Are there more individuals out there still to pop up as menacing, slightly zombie-ish, wacko chrome dome killers? BLUE SUNSHINE is an obscure & off kilter, socio-political fringe thriller that is delirious but entertaining with it's interesting premise that recalls early David Cronenberg without the graphic grossness. Far from innocent & harmless substance abuse, and the odd 'bad trip' from a couple of tabs, the idea of involving former graduates having indulged in past "experimentation" who are now respectable "establishment" who suffer mad shark-eye stares, psychotic breaks and lash out in raging rampage, makes for a great plot and seems to even carry a vague, elitist anti-hippie sentiment. The movie does have pacing problems which along the lines of suspenseful made-for-TV fare, has some bland characters, overacting making for unintentionally funny, and the tension sometimes deflating into flatness, but if nothing else, it has originality going for it (regardless of twitchy Jerry flirting between silently subdued, erratic, immature, and ridiculously temperamental to the hilt) and offers a lot of guess work as to who might be a potential kook. Also of note is how the movie is a real product of the 1970's. The backdrop of that decade saw a penchant for cynicism and mistrust with unnerving films of the post-Vietnam & Watergate era delving into paranoia, conspiracies, and infection/invasion themes (all with resident car chases).

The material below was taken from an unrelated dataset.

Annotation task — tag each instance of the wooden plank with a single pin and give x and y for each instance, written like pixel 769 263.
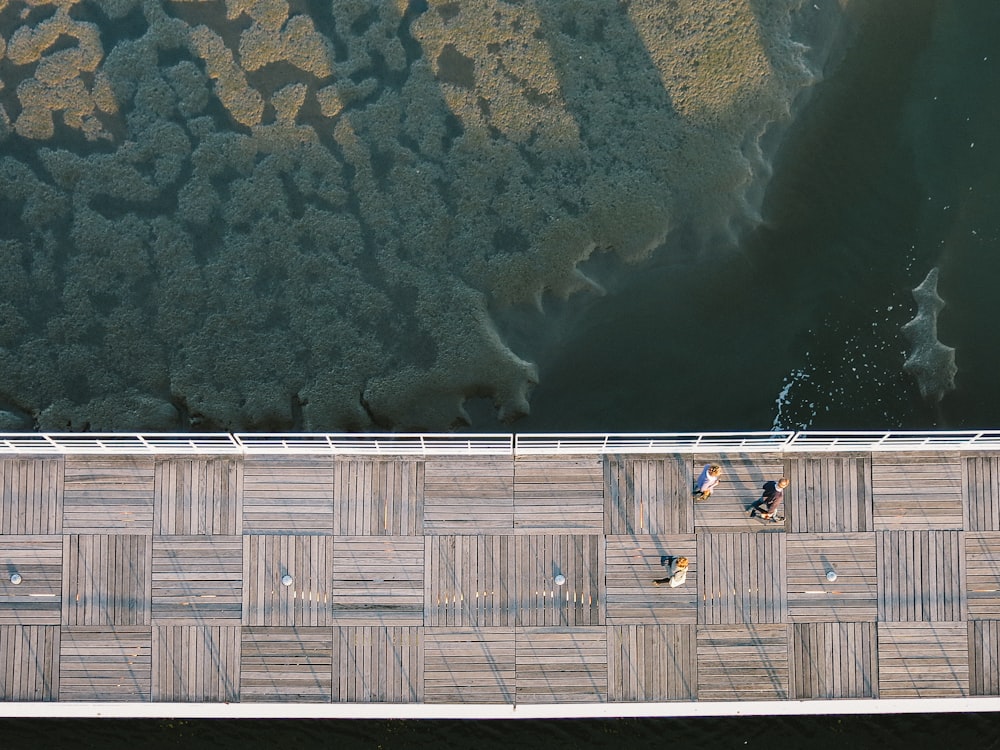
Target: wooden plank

Here, the uinque twist comes from the subliminalism of revolutionary counterculture values having turned into the horror of mass conformist, corporate/capitalist collaboration. [It's also probably no accident/coincidence that the narcotic nightmare of 'blue sunshine' ominously echoes the CIA'S notorious 'Project MKUltra' mind control program from 1953-73 that conducted secret experiments with psychotropic drugs on human test subjects in colleges & universities, prisons, and hospitals -- with the institutions each serving as fronts. Often unwilling citizens (Americans and Canadians) went haywire from mindbending trances & flashbacks, and the purpose of manipulating brain function was tantamount to torture. The most extreme accusations contend the CIA using MKUltra to create assassins, triggered from brainwashing. 20yrs of controversial revelations and damning documents led to Senate Hearings in August 1977]. BLUE SUNSHINE's discordant and eerie musical score adds to a creep factor, and with a firm cult status and crossover appeal, the movie was often seen projected behind many bands playing on stage at CBGB's during its early punk years, and UK group The Glove (The Cure's Robert Smith and Siouxsie and the Banshees' Steven Severin) were such huge fans of the film that they named their album after it. Overall, this movie is a neglected off the wall rarity that in addition to defying singular categorization, no matter how it's labeled (a more psychological cousin of THE 39 STEPS without the dementia from electric Kool-Aid?), still fits perfectly beside your copy of REEFER MADNESS.